La cuestión de fondo es cultural. Arrastramos una inercia que normaliza almuerzos larguísimos y a horas intempestivas, reuniones a media tarde y llamadas laborales cuando el sol ya se ha ido. Hemos hecho del “mañana lo hacemos” un lema de supervivencia. Y hemos olvidado que el tiempo bien gestionado no solo favorece la rentabilidad, sino que también propicia un entorno más justo. Más justo con quien tiene hijos, con quien cuida familiares, con quien estudia, con quien quiere descansar. Y con quien, sencillamente, quiere vivir.

Hay iniciativas que trabajan para revertir esta tendencia. Empresas que optan por la jornada intensiva, que eliminan las reuniones a partir de las cuatro de la tarde, y que apuestan por la flexibilidad horaria real y no solo declarativa. Pero siguen siendo excepciones, y a menudo chocan con una estructura empresarial demasiado rígida y una administración poco ejemplar. Aún no hemos entendido que un país que ignora la conciliación está condenado a perder capital humano de calidad. Y que la desconexión no es un capricho, sino una condición para el rendimiento sostenido.

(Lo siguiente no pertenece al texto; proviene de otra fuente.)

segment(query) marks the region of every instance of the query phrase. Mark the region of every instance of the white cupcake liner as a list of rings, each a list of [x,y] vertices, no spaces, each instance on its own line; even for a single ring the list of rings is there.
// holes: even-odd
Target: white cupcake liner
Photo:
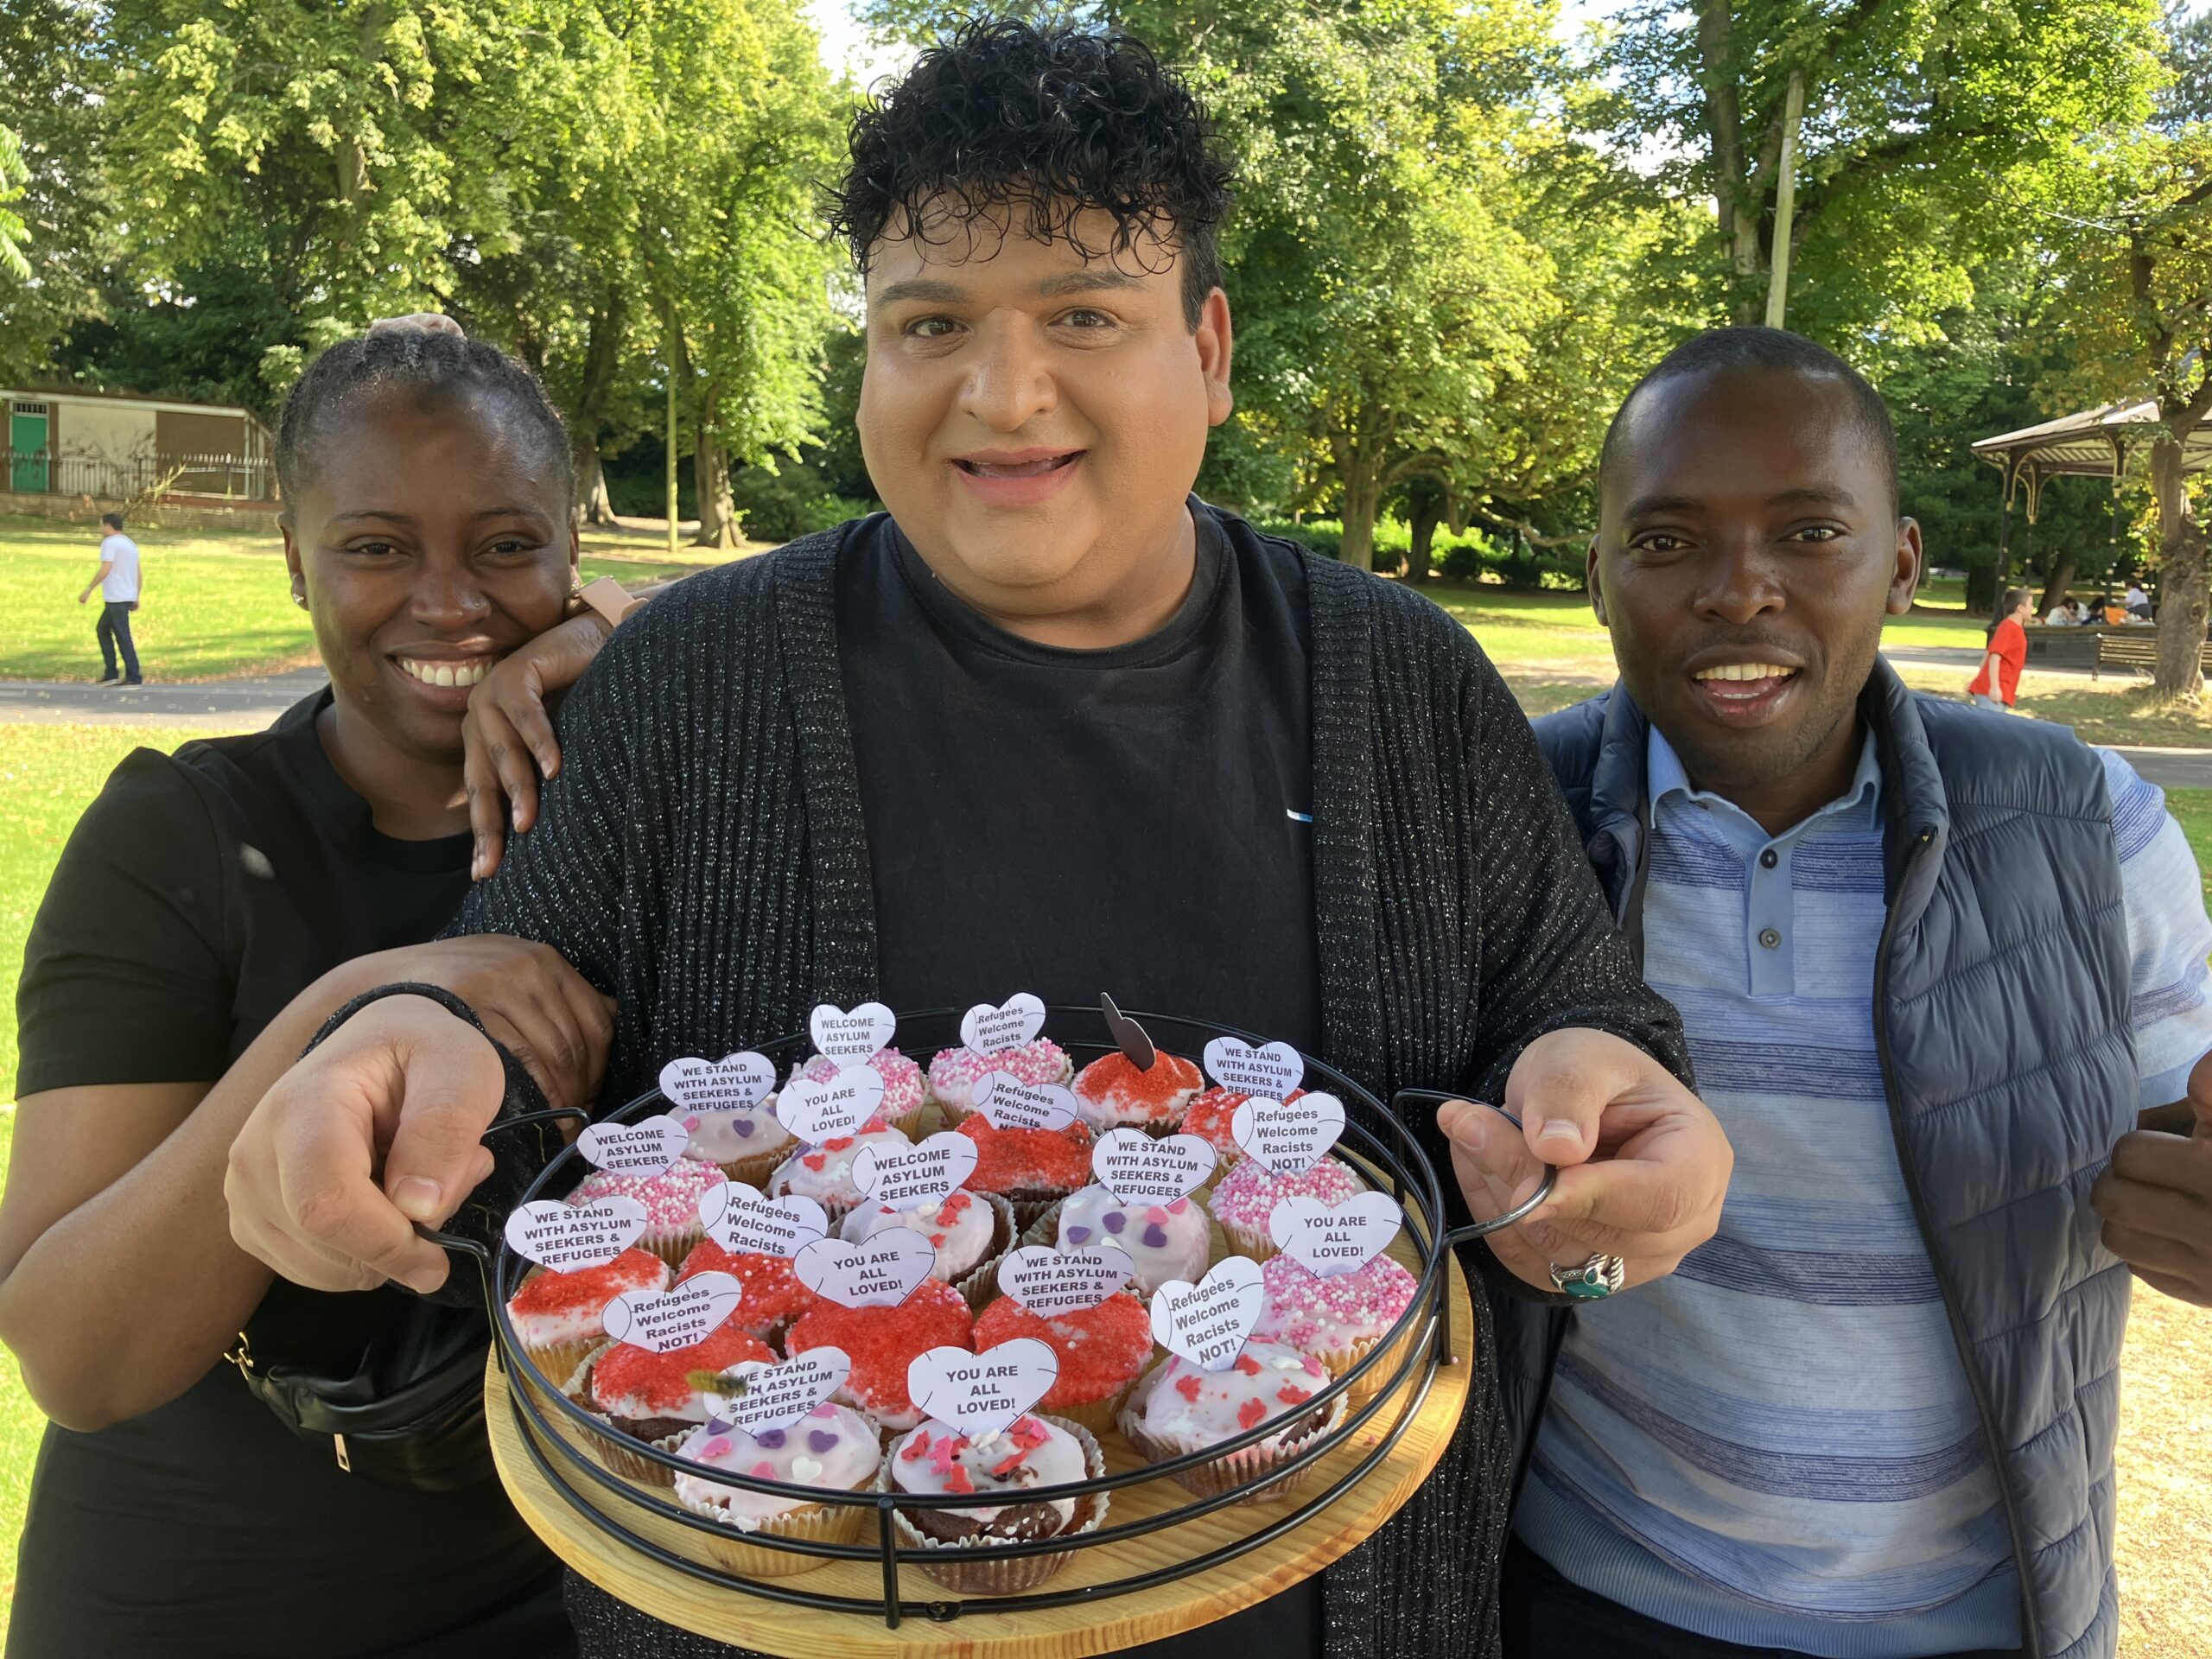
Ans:
[[[1147,1371],[1139,1379],[1139,1382],[1141,1384],[1147,1382],[1152,1376],[1153,1372]],[[1338,1395],[1330,1402],[1328,1410],[1321,1415],[1320,1421],[1308,1432],[1300,1434],[1295,1440],[1274,1444],[1262,1440],[1257,1446],[1248,1446],[1241,1452],[1224,1452],[1222,1456],[1207,1462],[1193,1464],[1188,1469],[1177,1471],[1169,1478],[1185,1491],[1195,1492],[1200,1497],[1222,1497],[1245,1484],[1248,1481],[1261,1479],[1268,1470],[1288,1462],[1312,1446],[1316,1440],[1334,1433],[1344,1420],[1344,1396]],[[1314,1415],[1313,1412],[1309,1411],[1294,1421],[1305,1421]],[[1130,1450],[1147,1463],[1165,1463],[1170,1458],[1183,1457],[1204,1449],[1197,1446],[1179,1446],[1146,1433],[1139,1420],[1134,1396],[1130,1403],[1123,1407],[1116,1426],[1122,1431],[1122,1438],[1129,1443]],[[1282,1429],[1276,1431],[1277,1433],[1283,1432],[1285,1431]],[[1312,1478],[1313,1471],[1318,1465],[1319,1459],[1316,1459],[1313,1463],[1306,1464],[1303,1468],[1293,1470],[1280,1480],[1268,1481],[1265,1485],[1244,1493],[1236,1499],[1236,1503],[1271,1503],[1277,1498],[1287,1497]]]
[[[1099,1449],[1097,1437],[1081,1423],[1058,1414],[1037,1414],[1046,1422],[1066,1431],[1083,1447],[1084,1477],[1096,1480],[1106,1472],[1106,1454]],[[899,1455],[893,1441],[883,1454],[883,1466],[877,1471],[875,1490],[879,1492],[896,1491],[891,1478],[892,1460]],[[1053,1536],[1074,1538],[1086,1532],[1096,1532],[1106,1519],[1105,1492],[1090,1492],[1075,1499],[1075,1515],[1068,1524]],[[1016,1500],[1018,1501],[1018,1499]],[[975,1507],[983,1508],[977,1504]],[[899,1540],[902,1559],[919,1567],[931,1579],[946,1589],[963,1596],[1017,1596],[1025,1590],[1033,1590],[1068,1564],[1069,1550],[1042,1550],[1034,1555],[1006,1556],[999,1554],[1001,1544],[970,1540],[964,1543],[944,1543],[925,1537],[914,1523],[906,1518],[905,1510],[893,1513],[891,1524]]]
[[[726,1479],[725,1471],[715,1470],[713,1478]],[[859,1488],[855,1488],[858,1491]],[[729,1512],[711,1498],[692,1497],[678,1492],[676,1501],[693,1515],[703,1516],[715,1523],[712,1533],[694,1533],[701,1552],[714,1558],[715,1565],[732,1573],[754,1579],[791,1579],[802,1573],[812,1573],[821,1567],[836,1565],[830,1555],[809,1555],[798,1550],[770,1549],[760,1544],[748,1543],[750,1538],[791,1538],[809,1543],[849,1544],[856,1542],[872,1513],[859,1503],[802,1503],[796,1509],[772,1515],[755,1523],[750,1529],[739,1526],[729,1518]]]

Y, contrariamente a lo que algunos piensan, el cambio de hábitos horarios beneficiaría por igual a trabajadores y tejido empresarial. La eficiencia no es solo una cuestión de recursos, sino de ritmos. Empresas más organizadas, con jornadas más cortas y productivas, son empresas más resilientes, más competitivas y con una menor rotación de personal. Y eso, al final, también es rentabilidad.

La reforma horaria debería ser hoy una prioridad económica y política. No podemos seguir actuando como si el tiempo no tuviera consecuencias. Habría que revisar horarios comerciales, escolares y laborales en clave europea. Adelantar el horario de máxima audiencia. Reducir la extensión de las jornadas. Premiar las buenas prácticas de gestión horaria dentro de las empresas. Y, sobre todo, generar una nueva cultura del tiempo que no glorifique el agotamiento.

Porque si nuestro reloj no juega a favor, nos estamos disparando un tiro en el pie. Si no recuperamos el tiempo para vivir, tampoco sabremos utilizarlo para trabajar mejor. Y esto no es una cuestión de bienestar: es una cuestión de inteligencia económica.